"Aduh, sakit tau!", jerit seorang anak TK saat ia terinjak kaki kawannya yang sedang lewat. Dengan senyum seperti tanpa salah, anak yang menginjak tadi, yang juga teman sekolahnya itu berkata, ―Maaf ya, aku gak sengaja‖. Selanjutnya mereka bermain bersama lagi dan tertawa riang, seperti tidak pernah terjadi sesuatu apapun.
Peristiwa seperti di atas dalam kehidupan anak-anak kecil mudah dijumpai. Anak-anak sangat mudah memaafkan. Bukan hanya sekecil peristiwa kaki terinjak, bahkan seorang anak yang menangis keras karena suatu kesalahan anak lain, dengan cepat melupakan sakit hatinya dan tertawa kembali seolah tak pernah terjadi apa-apa. Mereka tidak pernah dendam dan menyimpan kebencian.

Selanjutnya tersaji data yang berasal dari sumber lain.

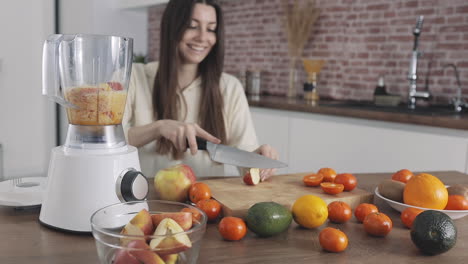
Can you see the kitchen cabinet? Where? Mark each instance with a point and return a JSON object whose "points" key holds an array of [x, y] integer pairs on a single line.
{"points": [[308, 141]]}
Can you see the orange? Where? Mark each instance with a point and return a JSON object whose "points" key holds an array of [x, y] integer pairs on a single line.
{"points": [[363, 210], [329, 174], [339, 212], [232, 228], [377, 224], [199, 191], [332, 188], [425, 190], [408, 215], [457, 202], [348, 180], [312, 180], [333, 240], [211, 208], [403, 175]]}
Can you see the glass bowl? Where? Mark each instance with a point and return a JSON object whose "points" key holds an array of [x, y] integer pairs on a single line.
{"points": [[117, 246]]}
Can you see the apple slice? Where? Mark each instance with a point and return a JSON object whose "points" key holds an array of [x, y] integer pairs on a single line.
{"points": [[133, 231], [144, 222], [252, 177], [123, 256], [172, 238], [184, 219], [170, 259], [144, 253]]}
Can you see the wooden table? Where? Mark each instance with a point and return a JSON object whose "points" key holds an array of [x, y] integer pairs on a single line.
{"points": [[24, 240]]}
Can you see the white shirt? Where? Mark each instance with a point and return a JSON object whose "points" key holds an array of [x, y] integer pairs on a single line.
{"points": [[240, 131]]}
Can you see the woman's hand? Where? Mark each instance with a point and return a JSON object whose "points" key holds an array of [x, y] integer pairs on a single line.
{"points": [[270, 152], [179, 133]]}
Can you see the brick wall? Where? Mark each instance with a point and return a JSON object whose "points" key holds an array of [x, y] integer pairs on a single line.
{"points": [[359, 39]]}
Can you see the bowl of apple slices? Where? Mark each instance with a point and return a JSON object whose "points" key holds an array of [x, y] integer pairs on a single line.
{"points": [[150, 231]]}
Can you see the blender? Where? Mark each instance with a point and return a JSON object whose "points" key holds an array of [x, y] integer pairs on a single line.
{"points": [[89, 76]]}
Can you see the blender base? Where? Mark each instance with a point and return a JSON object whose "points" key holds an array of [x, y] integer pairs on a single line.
{"points": [[80, 182]]}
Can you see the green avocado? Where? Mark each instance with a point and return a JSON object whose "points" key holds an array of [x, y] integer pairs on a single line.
{"points": [[433, 232], [268, 219]]}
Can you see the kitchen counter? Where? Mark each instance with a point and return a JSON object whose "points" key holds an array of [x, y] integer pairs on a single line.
{"points": [[337, 108], [24, 240]]}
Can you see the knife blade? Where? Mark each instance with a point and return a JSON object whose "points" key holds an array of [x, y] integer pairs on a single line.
{"points": [[234, 156]]}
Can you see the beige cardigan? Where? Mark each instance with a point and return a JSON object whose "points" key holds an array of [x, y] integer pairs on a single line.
{"points": [[238, 121]]}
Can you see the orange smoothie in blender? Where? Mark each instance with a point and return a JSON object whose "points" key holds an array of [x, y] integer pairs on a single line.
{"points": [[102, 105]]}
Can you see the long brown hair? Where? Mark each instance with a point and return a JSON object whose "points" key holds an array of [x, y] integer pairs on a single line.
{"points": [[166, 102]]}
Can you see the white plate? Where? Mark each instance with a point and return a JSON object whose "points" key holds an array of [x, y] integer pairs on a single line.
{"points": [[29, 193], [454, 214]]}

Lain halnya dengan orang dewasa. Kaum dewasa cenderung lebih rumit dalam menyelesaikan konflik. Dalam kehidupan orang dewasa seperti kita, begitu mudah ditemukan kasus konflik yang berujung amarah, kebencian, dendam bahkan kejahatan terhadap lawan. Bahkan, terkadang perasaan marah akibat kesalahan orang lain justru mengakibatkan sakit psikologis. Di rubrik kesehatan sebuah koran nasional, pernah diceritakan seorang perempuan yang mengalami depresi. Depresi ini diakibatkan trauma karena kesalahan yang dilakukan oleh orang lain pada dirinya. Setiap malam, dia sampai merasakan mimpi-mimpi buruk akibat perasaan marah yang dideritanya. Siksaan itu begitu pedihnya dia rasakan sampai dua tahun lamanya.

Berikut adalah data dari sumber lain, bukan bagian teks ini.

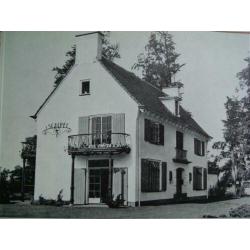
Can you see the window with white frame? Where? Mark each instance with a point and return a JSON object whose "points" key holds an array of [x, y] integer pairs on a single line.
{"points": [[85, 87], [153, 176], [199, 147]]}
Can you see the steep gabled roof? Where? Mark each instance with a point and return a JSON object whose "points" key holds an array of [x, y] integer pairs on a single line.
{"points": [[145, 94], [148, 96]]}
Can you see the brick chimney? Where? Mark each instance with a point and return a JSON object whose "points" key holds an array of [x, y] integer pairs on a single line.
{"points": [[172, 99], [88, 47]]}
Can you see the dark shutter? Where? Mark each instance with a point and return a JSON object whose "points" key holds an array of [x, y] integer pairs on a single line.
{"points": [[144, 175], [83, 125], [161, 127], [170, 176], [147, 130], [205, 179], [164, 176]]}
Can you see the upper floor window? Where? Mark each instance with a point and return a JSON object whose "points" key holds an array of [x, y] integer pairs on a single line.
{"points": [[199, 147], [85, 87], [154, 132], [179, 140], [199, 183], [153, 176]]}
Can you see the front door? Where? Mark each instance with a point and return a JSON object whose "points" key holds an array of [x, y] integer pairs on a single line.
{"points": [[98, 185], [179, 181]]}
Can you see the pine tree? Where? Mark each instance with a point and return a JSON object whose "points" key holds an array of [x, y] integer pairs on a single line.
{"points": [[159, 62], [110, 51]]}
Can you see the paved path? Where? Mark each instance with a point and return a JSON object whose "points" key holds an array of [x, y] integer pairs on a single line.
{"points": [[190, 210]]}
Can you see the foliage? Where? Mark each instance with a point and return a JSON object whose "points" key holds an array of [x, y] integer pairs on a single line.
{"points": [[159, 62], [109, 50]]}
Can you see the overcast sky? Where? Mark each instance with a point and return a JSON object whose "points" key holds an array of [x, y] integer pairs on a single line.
{"points": [[212, 61]]}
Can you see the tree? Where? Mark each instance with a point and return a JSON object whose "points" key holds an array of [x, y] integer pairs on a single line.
{"points": [[159, 62], [110, 51]]}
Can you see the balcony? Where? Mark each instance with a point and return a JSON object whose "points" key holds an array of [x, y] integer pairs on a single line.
{"points": [[99, 144], [181, 156]]}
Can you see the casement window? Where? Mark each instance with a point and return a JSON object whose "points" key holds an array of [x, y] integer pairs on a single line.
{"points": [[199, 147], [179, 140], [85, 87], [197, 178], [101, 130], [153, 179], [154, 132]]}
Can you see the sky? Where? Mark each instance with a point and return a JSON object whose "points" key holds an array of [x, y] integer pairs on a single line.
{"points": [[211, 59]]}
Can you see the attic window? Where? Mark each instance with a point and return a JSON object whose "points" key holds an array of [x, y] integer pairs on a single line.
{"points": [[85, 87]]}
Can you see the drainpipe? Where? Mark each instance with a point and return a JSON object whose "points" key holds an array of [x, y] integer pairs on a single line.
{"points": [[140, 110], [138, 156], [72, 180]]}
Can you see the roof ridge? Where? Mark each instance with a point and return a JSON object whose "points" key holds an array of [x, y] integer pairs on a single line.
{"points": [[130, 72]]}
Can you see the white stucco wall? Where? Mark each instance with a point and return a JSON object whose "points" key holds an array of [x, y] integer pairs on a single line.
{"points": [[166, 153], [53, 166]]}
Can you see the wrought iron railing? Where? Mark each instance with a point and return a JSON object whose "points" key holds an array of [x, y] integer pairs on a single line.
{"points": [[98, 143]]}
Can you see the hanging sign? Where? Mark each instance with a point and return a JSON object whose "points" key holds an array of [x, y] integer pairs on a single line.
{"points": [[57, 128]]}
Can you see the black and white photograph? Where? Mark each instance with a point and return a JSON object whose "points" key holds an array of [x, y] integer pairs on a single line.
{"points": [[125, 125]]}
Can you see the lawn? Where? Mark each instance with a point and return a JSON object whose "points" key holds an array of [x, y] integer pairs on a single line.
{"points": [[188, 210]]}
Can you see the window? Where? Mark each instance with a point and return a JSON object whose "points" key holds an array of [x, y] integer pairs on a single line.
{"points": [[154, 132], [205, 179], [101, 130], [179, 140], [197, 181], [150, 176], [190, 177], [199, 147], [164, 176], [85, 88]]}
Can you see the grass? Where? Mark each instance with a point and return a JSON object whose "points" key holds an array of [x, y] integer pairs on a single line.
{"points": [[187, 210]]}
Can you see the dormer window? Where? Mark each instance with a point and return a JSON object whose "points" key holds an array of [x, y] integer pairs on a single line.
{"points": [[85, 87]]}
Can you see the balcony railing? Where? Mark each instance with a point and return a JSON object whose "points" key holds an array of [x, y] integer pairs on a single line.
{"points": [[181, 156], [99, 143]]}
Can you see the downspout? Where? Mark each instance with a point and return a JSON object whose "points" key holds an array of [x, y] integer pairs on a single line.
{"points": [[140, 110], [138, 157]]}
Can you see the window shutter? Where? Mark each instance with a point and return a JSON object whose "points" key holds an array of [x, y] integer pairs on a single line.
{"points": [[203, 148], [83, 125], [164, 176], [161, 134], [118, 129], [147, 130], [205, 179], [194, 178], [144, 175]]}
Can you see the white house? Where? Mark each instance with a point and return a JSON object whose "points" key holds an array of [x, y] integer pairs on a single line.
{"points": [[104, 132]]}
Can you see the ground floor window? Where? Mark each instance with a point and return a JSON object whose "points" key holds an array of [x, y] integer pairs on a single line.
{"points": [[199, 178], [153, 176]]}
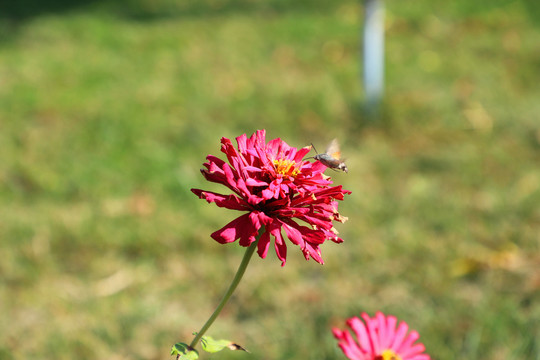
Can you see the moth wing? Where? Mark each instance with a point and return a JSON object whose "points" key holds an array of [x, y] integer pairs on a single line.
{"points": [[333, 149]]}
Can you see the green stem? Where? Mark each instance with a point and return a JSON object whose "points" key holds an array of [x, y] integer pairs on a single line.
{"points": [[239, 273]]}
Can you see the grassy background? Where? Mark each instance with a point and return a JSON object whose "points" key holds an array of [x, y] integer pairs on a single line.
{"points": [[107, 111]]}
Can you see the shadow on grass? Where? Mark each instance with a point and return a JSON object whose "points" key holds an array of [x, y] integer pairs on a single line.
{"points": [[21, 10]]}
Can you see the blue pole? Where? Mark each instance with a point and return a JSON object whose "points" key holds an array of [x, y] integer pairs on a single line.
{"points": [[373, 52]]}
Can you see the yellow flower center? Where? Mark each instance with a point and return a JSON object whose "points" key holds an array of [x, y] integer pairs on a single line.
{"points": [[388, 355], [286, 167]]}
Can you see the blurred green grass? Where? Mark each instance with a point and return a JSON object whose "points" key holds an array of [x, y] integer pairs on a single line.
{"points": [[107, 111]]}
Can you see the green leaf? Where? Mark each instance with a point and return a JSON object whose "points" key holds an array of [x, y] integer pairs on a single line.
{"points": [[211, 345], [184, 352]]}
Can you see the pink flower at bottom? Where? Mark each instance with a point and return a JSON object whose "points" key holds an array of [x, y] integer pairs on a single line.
{"points": [[378, 338], [276, 189]]}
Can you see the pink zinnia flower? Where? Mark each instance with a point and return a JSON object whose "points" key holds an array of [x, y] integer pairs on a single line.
{"points": [[276, 187], [379, 339]]}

Rasa sakit hati akibat kesalahan orang lain, adalah sebuah sifat yang dapat dimaklumi. Ini adalah sunnatullah bahwa kesalahan orang lain pada seseorang tentu akan menyebabkan perasaan sakit hati, kecewa atau marah. Dalam Al-Qur‘an ada isyarat bagaimana para malaikat merasakan ―kekecewaaan‖ pada Allah. Mereka menilai, keputusan Allah untuk menjadikan khalifah dari seorang manusia Adam yang memiliki kemampuan menumpahkan darah dan menciptakan kerusakan dimuka bumi adalah sebuah keputusan yang ―tidak tepat‖. Kekecewaan para malaikat ini berujung ―protes‖. "Dan ingatlah ketika Tuhanmu berfirman kepada para Malaikat : "Sesungguhnya Aku hendak menjadikan seorang khalifah di muka bumi." Mereka berkata : "Mengapa Engkau hendak menjadikan (khalifah) di bumi itu orang yang akan membuat kerusakan padanya dan menumpahkan darah, padahal kami senantiasa bertasbih dengan memuji Engkau dan mensucikan Engkau?" Dia berfirman: "Sesungguhnya Aku mengetahui apa yang tidak kamu ketahui.‖ (QS. Al-Baqarah: 30).

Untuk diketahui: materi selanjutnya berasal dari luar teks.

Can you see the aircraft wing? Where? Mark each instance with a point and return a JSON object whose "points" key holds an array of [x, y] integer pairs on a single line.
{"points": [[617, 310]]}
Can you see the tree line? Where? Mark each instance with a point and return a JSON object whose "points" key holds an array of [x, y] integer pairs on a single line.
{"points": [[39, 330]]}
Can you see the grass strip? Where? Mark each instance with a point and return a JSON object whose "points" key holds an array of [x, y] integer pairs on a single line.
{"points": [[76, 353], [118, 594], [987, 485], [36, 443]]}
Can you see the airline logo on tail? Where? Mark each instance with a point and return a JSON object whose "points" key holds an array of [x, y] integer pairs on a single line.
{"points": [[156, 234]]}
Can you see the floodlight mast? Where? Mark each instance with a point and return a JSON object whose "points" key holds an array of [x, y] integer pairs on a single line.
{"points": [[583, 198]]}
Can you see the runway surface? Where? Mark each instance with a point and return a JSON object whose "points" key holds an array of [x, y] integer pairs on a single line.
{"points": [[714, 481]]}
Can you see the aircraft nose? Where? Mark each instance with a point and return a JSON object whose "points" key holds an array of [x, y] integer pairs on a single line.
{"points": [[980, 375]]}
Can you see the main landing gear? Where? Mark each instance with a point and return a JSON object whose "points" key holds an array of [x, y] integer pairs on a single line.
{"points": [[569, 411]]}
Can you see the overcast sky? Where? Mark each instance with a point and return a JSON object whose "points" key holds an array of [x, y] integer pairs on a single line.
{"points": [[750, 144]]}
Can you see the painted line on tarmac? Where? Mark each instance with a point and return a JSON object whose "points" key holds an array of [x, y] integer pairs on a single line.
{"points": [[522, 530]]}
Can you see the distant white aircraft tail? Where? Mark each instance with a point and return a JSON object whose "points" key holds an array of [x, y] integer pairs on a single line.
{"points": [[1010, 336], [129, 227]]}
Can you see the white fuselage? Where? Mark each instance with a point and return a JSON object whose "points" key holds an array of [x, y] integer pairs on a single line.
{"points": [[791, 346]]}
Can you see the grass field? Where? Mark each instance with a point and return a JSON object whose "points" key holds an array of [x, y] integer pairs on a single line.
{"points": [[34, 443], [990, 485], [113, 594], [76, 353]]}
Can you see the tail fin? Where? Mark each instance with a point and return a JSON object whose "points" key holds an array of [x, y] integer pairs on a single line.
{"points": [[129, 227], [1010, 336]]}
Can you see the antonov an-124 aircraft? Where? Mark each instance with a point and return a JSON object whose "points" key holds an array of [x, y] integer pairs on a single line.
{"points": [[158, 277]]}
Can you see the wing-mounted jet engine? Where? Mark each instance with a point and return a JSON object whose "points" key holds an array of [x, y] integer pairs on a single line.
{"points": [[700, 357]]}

Sahabat Abu Bakar Ashshiddiq RA juga pernah mengalami sakit hati. Abu Bakar bahkan bersumpah untuk menghentikan bantuan nafkah untuk keluarga Misthah bin Atsatsah karena fitnah yang dilontarkannya terhadap Aisyah —istri Rasulullah SAW yang juga putri Abu Bakar— pada peristiwa yang dikenal dengan sebutan haditsul ifki (berita dusta).
Rasulullah SAW pun banyak mendapatkan gangguan baik berupa ucapan ataupun perbuatan dalam dakwah Beliau mengajak umat manusia menyembah Allah SWT. Rasulullah SAW pernah dilempari kotoran binatang, diracuni makanannya, bahkan beberapa kali diancam upaya pembunuhan. Mengapa Kita Perlu Memaafkan? Kata maaf dalam Kamus Besar Bahasa Indonesia, persamaannya adalah ampun yang berarti pembebasan seseorang dari hukuman (tuntutan, denda dan sebagainya) karena suatu kesalahan. Sedang memaafkan berarti memberi ampun atas kesalahan, tidak menganggap salah atau dalam Thesaurus berarti mengampuni, menenggang, metoleransi.
Pertanyaannya, mengapa kita justru harus memaafkan orang lain yang telah menyakiti kita, yang menyebabkan kita berurai air mata atau bahkan mungkin yang menyebabkan kita terpisah dari keluarga dekat kita?